Exclude a combination of characters with regex or add a letter


I'm trying to adjust KODI's search filter with regex so the scrapers recognize tv shows from their original file names.

They either come in this pattern: "TV show name S04E01 some extra info" or this "TV show name 01 some extra info" The first is not recognized, because "S04" scrambles the search in a number of ways, this needs to go.
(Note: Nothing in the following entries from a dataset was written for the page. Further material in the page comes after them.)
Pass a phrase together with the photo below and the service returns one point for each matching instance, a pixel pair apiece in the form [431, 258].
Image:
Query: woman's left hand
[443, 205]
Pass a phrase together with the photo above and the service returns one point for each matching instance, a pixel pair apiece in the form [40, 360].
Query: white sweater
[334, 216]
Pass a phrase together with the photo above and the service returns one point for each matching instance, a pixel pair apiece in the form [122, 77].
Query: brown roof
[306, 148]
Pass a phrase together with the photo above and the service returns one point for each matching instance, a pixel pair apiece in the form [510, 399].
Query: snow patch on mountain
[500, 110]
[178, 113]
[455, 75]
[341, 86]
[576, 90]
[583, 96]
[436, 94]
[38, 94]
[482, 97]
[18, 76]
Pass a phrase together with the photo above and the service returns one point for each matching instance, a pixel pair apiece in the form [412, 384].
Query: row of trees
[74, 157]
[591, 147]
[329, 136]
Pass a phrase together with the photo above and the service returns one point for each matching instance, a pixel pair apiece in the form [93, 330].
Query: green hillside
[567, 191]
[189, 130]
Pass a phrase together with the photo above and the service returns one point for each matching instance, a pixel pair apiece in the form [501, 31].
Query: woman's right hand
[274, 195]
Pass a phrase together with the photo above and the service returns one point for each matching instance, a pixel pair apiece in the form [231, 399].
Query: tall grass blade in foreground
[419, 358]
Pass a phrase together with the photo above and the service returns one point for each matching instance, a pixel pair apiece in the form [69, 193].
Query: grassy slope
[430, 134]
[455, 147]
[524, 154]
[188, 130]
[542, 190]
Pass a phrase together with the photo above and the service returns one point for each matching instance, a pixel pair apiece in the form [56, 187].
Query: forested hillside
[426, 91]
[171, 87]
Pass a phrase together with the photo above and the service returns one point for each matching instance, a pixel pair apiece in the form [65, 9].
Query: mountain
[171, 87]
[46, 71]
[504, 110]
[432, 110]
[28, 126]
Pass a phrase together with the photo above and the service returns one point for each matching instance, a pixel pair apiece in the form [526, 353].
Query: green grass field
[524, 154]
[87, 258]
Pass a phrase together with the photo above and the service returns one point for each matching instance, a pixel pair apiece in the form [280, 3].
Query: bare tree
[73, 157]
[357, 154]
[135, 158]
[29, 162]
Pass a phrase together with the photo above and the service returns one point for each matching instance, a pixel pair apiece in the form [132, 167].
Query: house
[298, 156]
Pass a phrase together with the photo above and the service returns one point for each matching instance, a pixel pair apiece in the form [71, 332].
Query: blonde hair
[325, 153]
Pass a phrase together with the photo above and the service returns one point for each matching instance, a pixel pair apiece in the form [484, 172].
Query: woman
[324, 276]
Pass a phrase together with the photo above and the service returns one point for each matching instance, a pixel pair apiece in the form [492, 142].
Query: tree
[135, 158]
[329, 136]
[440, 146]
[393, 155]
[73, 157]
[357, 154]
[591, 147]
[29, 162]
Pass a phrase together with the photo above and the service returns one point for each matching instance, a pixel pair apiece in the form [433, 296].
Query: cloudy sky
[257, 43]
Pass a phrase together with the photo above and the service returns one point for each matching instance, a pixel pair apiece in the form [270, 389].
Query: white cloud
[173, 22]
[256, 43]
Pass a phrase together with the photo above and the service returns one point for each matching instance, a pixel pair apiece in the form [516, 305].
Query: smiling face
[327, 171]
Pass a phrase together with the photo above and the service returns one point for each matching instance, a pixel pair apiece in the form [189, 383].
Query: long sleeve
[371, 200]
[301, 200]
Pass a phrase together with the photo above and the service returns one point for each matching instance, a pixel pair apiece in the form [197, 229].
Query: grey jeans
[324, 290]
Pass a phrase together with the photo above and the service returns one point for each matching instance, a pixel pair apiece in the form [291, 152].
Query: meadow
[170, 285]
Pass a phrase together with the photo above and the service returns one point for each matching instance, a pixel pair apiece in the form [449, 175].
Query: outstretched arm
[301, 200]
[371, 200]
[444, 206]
The second is not recognized, because it needs an 'e' before numbers, otherwise, it won't be recognized as an episode number.

So I see two approaches.

  1. Make the filter ignore s01-99

  2. prepend an 'e' any freestanding two-digit numbers, but I worry if regex can even do that.

I have no experience in the regex, but I've been playing around coming up with this, which unsurprisingly doesn't do the trick

^(?!s{00,99})\d{2}$

Solution

  • You may either find \b([0-9]{2})\b regex matches and replace with E$1, or match \bs(0[1-9]|[1-9][0-9])\b pattern in an ignore filter.

    Details

    • \b([0-9]{2})\b - matches and captures into Group 1 any two digits that are not enclosed with letters, digits and _. The E$1 replacement means that the matched text (two digits) is replaced with itself (since $1 refers to the Group 1 value) with E prepended to the value.
    • \bs(0[1-9]|[1-9][0-9])\b - matches an s followed with number between 01 and 99 because (0[1-9]|[1-9][0-9]) is a capturing group matching either 0 and then any digit from 1 to 9 ([1-9]), or (|) any digit from 1 to 9 ([1-9]) and then any digit ([0-9]).

    NOTE: If you need to generate a number range regex, you may use this JSFiddle of mine.